Head pressing is a term used in veterinary medicine to describe a behavior where a cat (or dog) presses their head into something. This article will describe what is head pressing in cats and review the possible causes.
What Does Head Pressing in Cats Look Like?
When a cat head presses, they are generally standing close to a wall, flat surface, corner, or something else with their head facing and touching that surface. Head pressing can occur in age, sex, or breed of cat and has many different potential causes from normal to extremely serious.
When Head Pressing in Cats Can Be Normal
Head pressing in cats can be a normal behavior. Some cats will press their head against your arm or your forehead as a sign of communication. This behavior is commonly known by the name of bunting.
Cats have scent glands in various locations on their bodies and use them to communicate. The glands are located under their chin, corners of their mouth, forehead, ears, between the toes, and along their tails. The scent glands release pheromones. A pheromone is a chemical substance that is considered unique to each cat which can communicate information about their mood or demeanor, identity, sex, and even when the cat was there and potentially which direction he was heading.
Cats can bunt or head press against you, inanimate objects, other pets, as well as other cats using different parts of their body depending on the location, height of the object of interest, and what they want to communicate.
The bunting behavior leaves scent marking on you or objects to help them communicate pleasure or ownership or to other cats as a way to say “hello” in a peaceful manner. One way our cats may communicate their trust and vulnerability to you is to bunt, rub their head to your face, with their eyes open.
Medical Causes Head Pressing in Cats
Head pressing in cats can also be very abnormal. In these cases that head pressing can be against a wall or other surface for a persistent amount of time. Most often, the cat pressing appears to be without obvious enjoyment and sometimes the cat appears to be unaware of their surroundings or that they are doing it. It can also be associated with other clinical symptoms such as trouble walking, blindness, and/or seizures.

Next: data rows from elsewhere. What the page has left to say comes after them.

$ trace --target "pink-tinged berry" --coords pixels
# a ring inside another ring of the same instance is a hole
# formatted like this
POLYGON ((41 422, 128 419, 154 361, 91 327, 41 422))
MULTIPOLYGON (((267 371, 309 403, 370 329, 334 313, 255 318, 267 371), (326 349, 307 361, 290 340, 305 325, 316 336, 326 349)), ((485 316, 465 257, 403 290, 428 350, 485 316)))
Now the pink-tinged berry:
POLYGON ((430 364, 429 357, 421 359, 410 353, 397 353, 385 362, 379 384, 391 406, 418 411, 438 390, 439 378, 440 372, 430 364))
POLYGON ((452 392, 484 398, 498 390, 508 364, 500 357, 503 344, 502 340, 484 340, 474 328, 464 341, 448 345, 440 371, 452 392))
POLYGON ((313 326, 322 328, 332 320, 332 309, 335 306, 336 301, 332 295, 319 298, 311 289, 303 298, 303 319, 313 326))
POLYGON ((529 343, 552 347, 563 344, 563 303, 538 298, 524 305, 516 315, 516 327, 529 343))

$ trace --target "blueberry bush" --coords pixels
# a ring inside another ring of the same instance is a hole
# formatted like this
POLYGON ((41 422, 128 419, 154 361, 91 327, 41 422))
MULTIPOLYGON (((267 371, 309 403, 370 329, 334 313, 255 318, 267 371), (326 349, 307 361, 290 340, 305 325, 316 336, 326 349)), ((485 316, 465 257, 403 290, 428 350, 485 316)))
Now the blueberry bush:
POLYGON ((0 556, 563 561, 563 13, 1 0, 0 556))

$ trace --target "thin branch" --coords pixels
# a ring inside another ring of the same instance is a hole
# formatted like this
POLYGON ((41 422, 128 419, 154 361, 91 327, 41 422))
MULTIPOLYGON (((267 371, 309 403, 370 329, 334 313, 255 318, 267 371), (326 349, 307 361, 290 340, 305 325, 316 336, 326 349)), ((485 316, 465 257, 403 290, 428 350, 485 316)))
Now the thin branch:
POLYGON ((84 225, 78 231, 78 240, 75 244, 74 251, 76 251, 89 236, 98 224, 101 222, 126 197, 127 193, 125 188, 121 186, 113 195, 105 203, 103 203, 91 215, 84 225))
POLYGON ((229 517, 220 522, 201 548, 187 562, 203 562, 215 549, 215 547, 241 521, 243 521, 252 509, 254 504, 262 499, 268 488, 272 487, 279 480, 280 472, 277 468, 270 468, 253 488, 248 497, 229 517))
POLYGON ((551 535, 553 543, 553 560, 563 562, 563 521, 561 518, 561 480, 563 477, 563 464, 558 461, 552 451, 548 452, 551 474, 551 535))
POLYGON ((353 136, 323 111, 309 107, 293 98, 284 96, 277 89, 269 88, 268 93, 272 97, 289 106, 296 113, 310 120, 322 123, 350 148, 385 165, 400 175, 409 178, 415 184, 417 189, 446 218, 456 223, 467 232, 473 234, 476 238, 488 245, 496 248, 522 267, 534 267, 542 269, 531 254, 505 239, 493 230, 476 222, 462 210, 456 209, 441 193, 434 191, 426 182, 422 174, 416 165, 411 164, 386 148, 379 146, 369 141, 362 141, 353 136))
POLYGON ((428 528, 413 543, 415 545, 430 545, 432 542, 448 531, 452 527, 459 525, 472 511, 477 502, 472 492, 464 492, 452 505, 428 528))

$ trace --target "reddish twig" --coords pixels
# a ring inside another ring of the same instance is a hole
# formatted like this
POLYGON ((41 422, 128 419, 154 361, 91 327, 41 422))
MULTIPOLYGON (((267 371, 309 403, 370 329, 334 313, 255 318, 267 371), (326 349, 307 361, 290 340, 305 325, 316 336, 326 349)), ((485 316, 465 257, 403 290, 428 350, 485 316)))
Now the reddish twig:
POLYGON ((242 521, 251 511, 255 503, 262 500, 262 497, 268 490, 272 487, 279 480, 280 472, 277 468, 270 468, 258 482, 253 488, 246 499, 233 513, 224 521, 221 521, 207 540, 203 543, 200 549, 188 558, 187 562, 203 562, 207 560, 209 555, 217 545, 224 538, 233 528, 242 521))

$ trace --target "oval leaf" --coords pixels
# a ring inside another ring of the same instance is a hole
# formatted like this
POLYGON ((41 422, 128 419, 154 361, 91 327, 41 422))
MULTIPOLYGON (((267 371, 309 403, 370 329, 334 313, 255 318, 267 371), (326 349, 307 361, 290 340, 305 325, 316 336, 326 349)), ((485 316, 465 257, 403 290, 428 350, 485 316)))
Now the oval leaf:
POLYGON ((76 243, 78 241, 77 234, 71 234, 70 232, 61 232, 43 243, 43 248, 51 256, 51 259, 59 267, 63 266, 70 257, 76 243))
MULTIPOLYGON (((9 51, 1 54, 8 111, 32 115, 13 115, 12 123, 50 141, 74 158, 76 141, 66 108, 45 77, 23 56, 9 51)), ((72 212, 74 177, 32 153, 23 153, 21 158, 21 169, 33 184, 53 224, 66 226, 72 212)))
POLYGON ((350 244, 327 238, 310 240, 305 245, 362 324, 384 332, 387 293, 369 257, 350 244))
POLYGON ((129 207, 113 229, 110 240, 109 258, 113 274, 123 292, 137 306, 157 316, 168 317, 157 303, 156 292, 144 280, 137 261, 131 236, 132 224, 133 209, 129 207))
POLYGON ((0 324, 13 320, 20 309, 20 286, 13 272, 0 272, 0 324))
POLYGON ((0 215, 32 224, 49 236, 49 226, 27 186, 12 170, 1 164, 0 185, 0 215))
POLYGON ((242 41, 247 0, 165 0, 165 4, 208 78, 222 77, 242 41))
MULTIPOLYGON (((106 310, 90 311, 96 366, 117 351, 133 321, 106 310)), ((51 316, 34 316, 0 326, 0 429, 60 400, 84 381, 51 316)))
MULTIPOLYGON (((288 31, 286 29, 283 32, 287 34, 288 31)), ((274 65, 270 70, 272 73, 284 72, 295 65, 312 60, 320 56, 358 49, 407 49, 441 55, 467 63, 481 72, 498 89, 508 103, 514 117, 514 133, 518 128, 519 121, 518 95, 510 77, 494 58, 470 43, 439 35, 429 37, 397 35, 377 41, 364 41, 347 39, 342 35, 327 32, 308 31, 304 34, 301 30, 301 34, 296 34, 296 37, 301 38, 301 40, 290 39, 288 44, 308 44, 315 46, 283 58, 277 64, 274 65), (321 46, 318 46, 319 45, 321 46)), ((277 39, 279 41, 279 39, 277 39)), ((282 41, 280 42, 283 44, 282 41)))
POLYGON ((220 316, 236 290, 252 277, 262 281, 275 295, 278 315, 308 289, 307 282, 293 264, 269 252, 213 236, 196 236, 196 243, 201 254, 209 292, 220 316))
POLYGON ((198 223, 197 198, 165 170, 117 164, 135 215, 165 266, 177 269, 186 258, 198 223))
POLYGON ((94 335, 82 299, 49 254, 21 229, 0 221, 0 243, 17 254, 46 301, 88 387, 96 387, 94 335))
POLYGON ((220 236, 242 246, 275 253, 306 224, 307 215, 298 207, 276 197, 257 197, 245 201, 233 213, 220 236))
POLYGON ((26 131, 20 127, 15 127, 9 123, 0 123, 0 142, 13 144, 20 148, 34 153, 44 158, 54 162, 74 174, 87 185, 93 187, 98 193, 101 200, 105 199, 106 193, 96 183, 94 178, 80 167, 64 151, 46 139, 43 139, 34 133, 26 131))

There are many possible serious diseases and disorders in cats that can cause head pressing in cats. They include:
- Prosencephalon diseases - are problems affecting of the forebrain of cats. Learn more about What is
- Prosencephalon Disease in Cats?
- Liver shunt or liver failure - can cause head pressing in cats. A liver shunt can be due to a congenital, from a developed problem, or from liver failure.
- Brain tumors - can cause head pressing in cats. Brain tumors may be primary arising from brain tissues or secondary developing from either surrounding or distant tissues. Some tumors can develop in other locations in the body and spread (metastasize) to the brain.
- Metabolic disorders - such as from low blood sodium levels (hyponatremia) or high blood sodium (hypernatremia) can cause head pressing in cats.
- Strokes -also known as a cerebral vascular accident, is caused by a disruption of blood supply to the brain that results in failure of nerve impulses to be transmitted from the brain to the rest of the body can cause head pressing.
- Infections - of the nervous system can cause head pressing in cats. It can be caused by bacterial, viral (feline infectious peritonitis virus, feline leukemia virus, rabies), fungal infections (blastomycosis, cryptococcosis, histoplasmosis), parasitic infestations, and/or protozoal infections (toxoplasmosis, encephalitozoonosis).
- Toxins - such as rat or mouse poison, pesticides, antifreeze, can cause symptoms of head pressing in cats.
- Head trauma - can occur in cats such as from blunt trauma (being hit in the head), penetrating injury (such as a pellet or bullet wound), or by falls (cats falling from windows). This can cause bleeding into the brain or around the brain. In addition swelling of tissues can cause brain injury that leads to head pressing.
Prevention of Head Pressing in Cats
The best way to prevent head pressing in cats that is due to a medical problem may include:
- Keep your cat indoors is the safest way to prevent your cat from trauma such as gunshot wounds or being hit by a car as well as exposure to infectious diseases such as rabies and feline leukemia virus (FeLV) or feline immunodeficiency virus (FIV).
- Parasite control medications to prevent fleas and ticks should be formulated for cats and dosed to the correct weight of your cat. NEVER use dog medication on a cat without the approval of your veterinarian.
- Keep vaccinations current to prevent infectious diseases such as distemper, feline leukemia virus, and rabies.
- Prevent access to toxins such as rat poison, pesticides, and antifreeze.